Explanation through basic example :
A collection inventory has the following documents:
{ "_id" : 1, "item" : "ABC", "sizes": [ "S", "M", "L"] }
{ "_id" : 2, "item" : "EFG", "sizes" : [ ] }
{ "_id" : 3, "item" : "IJK", "sizes": "M" }
{ "_id" : 4, "item" : "LMN" }
{ "_id" : 5, "item" : "XYZ", "sizes" : null }
The following $unwind operations are equivalent and return a document for each element in the sizes field. If the sizes field does not resolve to an array but is not missing, null, or an empty array, $unwind treats the non-array operand as a single element array.
db.inventory.aggregate( [ { $unwind: "$sizes" } ] )
or
db.inventory.aggregate( [ { $unwind: { path: "$sizes" } } ]
Above query output :
{ "_id" : 1, "item" : "ABC", "sizes" : "S" }
{ "_id" : 1, "item" : "ABC", "sizes" : "M" }
{ "_id" : 1, "item" : "ABC", "sizes" : "L" }
{ "_id" : 3, "item" : "IJK", "sizes" : "M" }
Why is it needed?
$unwind is very useful while performing aggregation. it breaks complex/nested document into simple document before performaing various operation like sorting, searcing etc.
To know more about $unwind :
https://docs.mongodb.com/manual/reference/operator/aggregation/unwind/
To know more about aggregation :
https://docs.mongodb.com/manual/reference/operator/aggregation-pipeline/
Let me explain in a way corelated to RDBMS way. This is the statement:
db.article.aggregate(
{ $project : {
author : 1 ,
title : 1 ,
tags : 1
}},
{ $unwind : "$tags" }
);
to apply to the document / record:
{
title : "this is my title" ,
author : "bob" ,
posted : new Date () ,
pageViews : 5 ,
tags : [ "fun" , "good" , "fun" ] ,
comments : [
{ author :"joe" , text : "this is cool" } ,
{ author :"sam" , text : "this is bad" }
],
other : { foo : 5 }
}
The $project / Select simply returns these field/columns as
SELECT author, title, tags FROM article
Next is the fun part of Mongo, consider this array tags : [ "fun" , "good" , "fun" ] as another related table (can't be a lookup/reference table because values has some duplication) named "tags". Remember SELECT generally produces things vertical, so unwind the "tags" is to split() vertically into table "tags".

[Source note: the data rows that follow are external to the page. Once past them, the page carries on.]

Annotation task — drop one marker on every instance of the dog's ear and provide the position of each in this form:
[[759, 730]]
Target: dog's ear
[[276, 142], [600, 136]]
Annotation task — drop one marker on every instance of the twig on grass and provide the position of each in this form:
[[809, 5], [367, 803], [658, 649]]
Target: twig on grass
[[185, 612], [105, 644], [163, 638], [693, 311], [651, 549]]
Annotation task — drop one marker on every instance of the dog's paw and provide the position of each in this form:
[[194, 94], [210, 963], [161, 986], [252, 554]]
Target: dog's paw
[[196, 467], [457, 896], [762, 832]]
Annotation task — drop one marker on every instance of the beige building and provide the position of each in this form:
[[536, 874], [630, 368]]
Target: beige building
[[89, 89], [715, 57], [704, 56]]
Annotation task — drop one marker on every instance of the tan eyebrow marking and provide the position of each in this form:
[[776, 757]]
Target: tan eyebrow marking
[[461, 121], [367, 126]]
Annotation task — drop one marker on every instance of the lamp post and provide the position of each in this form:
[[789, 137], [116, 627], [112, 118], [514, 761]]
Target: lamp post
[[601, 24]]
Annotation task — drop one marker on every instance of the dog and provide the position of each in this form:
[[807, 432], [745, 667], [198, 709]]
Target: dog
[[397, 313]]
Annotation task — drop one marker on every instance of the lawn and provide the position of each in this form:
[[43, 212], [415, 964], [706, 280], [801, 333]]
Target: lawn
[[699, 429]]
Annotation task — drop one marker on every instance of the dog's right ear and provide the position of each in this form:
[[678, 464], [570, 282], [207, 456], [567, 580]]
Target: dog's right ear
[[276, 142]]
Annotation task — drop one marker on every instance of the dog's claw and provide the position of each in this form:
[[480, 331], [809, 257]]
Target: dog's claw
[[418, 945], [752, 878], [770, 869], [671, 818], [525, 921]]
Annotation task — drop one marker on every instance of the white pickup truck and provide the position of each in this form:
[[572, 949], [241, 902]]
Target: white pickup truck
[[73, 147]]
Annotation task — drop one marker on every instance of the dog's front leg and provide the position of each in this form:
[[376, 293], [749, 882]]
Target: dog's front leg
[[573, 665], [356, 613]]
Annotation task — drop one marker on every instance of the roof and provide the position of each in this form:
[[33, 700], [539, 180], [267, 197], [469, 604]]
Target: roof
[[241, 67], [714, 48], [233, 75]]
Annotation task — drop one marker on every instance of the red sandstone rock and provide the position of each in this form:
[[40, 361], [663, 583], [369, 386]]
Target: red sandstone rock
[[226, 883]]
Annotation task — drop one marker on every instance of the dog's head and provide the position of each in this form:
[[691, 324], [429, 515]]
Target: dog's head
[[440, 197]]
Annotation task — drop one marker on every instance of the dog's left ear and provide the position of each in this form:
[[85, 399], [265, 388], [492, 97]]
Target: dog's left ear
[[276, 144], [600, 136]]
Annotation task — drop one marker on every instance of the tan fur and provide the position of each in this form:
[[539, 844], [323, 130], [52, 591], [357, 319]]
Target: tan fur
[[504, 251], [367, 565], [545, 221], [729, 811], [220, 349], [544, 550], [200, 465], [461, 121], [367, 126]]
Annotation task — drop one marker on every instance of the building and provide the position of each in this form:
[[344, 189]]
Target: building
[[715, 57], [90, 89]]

The end result of $project + $unwind:
Translate the output to JSON:
{ "author": "bob", "title": "this is my title", "tags": "fun"},
{ "author": "bob", "title": "this is my title", "tags": "good"},
{ "author": "bob", "title": "this is my title", "tags": "fun"}
Because we didn't tell Mongo to omit "_id" field, so it's auto-added.
The key is to make it table-like to perform aggregation.